I guess the thing here is when to finally convince yourself that you’re actually in one. Abusive relationships can mask in so many ways and your abuser can claim that he/she has been doing the things that he/she does because of love. Younger couples would become so passionate about each other that they would think everything is normal and are still in the boundaries of love. But love is respect and there’s absolutely no space in love for abuse.
Abuse in relationships may come in forms of either physical, psychological, or even sexual abuse. Psychological abuse includes emotional and verbal abuse. While most reported cases of abuse would be under the statistics of physical and sexual, women suffering from emotional abuse find it hard to accept that they’re in one. Usually, women would be in denial of the abuse that happens around them.

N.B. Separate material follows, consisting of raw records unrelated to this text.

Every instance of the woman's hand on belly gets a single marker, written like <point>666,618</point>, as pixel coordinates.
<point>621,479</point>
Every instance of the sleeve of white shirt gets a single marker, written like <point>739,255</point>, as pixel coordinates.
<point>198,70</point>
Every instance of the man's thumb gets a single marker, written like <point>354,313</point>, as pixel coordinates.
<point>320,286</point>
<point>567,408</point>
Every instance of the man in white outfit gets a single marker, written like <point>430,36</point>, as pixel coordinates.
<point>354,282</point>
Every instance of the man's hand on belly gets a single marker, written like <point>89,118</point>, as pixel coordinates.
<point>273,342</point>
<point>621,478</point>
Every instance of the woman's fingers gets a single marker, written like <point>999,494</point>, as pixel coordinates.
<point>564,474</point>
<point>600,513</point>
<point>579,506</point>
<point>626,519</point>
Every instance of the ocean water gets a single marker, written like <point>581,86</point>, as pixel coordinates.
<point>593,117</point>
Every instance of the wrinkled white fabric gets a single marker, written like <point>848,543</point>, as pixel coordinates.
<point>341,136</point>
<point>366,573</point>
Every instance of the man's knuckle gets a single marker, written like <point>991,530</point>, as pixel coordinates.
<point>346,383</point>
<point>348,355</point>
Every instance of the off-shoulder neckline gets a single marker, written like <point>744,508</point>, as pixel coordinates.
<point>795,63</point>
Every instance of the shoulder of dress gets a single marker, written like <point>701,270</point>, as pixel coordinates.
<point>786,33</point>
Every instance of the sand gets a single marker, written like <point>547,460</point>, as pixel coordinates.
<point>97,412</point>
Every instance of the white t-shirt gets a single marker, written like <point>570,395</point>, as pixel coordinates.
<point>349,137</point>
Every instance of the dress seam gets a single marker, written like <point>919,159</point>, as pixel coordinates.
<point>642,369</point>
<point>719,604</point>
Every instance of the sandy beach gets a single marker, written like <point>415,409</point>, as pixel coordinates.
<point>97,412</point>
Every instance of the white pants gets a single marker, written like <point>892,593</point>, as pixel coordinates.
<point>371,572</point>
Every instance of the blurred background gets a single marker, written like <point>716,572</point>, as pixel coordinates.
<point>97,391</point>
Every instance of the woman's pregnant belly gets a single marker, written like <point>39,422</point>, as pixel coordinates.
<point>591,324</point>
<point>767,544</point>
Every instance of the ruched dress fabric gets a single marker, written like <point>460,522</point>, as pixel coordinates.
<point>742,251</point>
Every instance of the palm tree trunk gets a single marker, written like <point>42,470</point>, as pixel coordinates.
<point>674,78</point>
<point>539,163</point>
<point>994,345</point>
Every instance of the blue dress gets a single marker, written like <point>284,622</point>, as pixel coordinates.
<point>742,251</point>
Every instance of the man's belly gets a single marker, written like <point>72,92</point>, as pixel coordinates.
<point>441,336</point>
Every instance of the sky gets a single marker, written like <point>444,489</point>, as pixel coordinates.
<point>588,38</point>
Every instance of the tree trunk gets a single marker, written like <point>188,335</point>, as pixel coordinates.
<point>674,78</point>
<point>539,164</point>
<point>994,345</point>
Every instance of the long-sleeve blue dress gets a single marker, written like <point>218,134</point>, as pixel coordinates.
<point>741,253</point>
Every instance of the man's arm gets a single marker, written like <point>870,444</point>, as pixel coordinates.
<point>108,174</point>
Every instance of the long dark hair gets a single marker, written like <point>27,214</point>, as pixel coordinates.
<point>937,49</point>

What’s more challenging is, unlike physical abuse, there’s a clear evidence of the abuse that has happened. With psychological abuse, there’s hardly any evidence that surfaces. And since most women would rather prove their resiliency, these abusive relationships can go on even for years.
How would you know when to walk away from these relationships? The moment you have realized that your partner is not doing any good with you in your relationship, or when the cons outweigh the pros, I definitely think you should save yourself. There are so many guys or girls out that there deserve your love. Knowing to quit early on would save you and save you from so much grief in the long run.
Stop pretending that you are still happy. Stop showing a good show-face to your friends that you are in-love when there’s hardly ever love anymore. That when the moment you step inside your car all you ever do is argue, which comes down to very bad situations.
Remember your worth. Remember you are better that who you settle for. Nobody can act on it; not your mom, not your friends, not your cat, but you.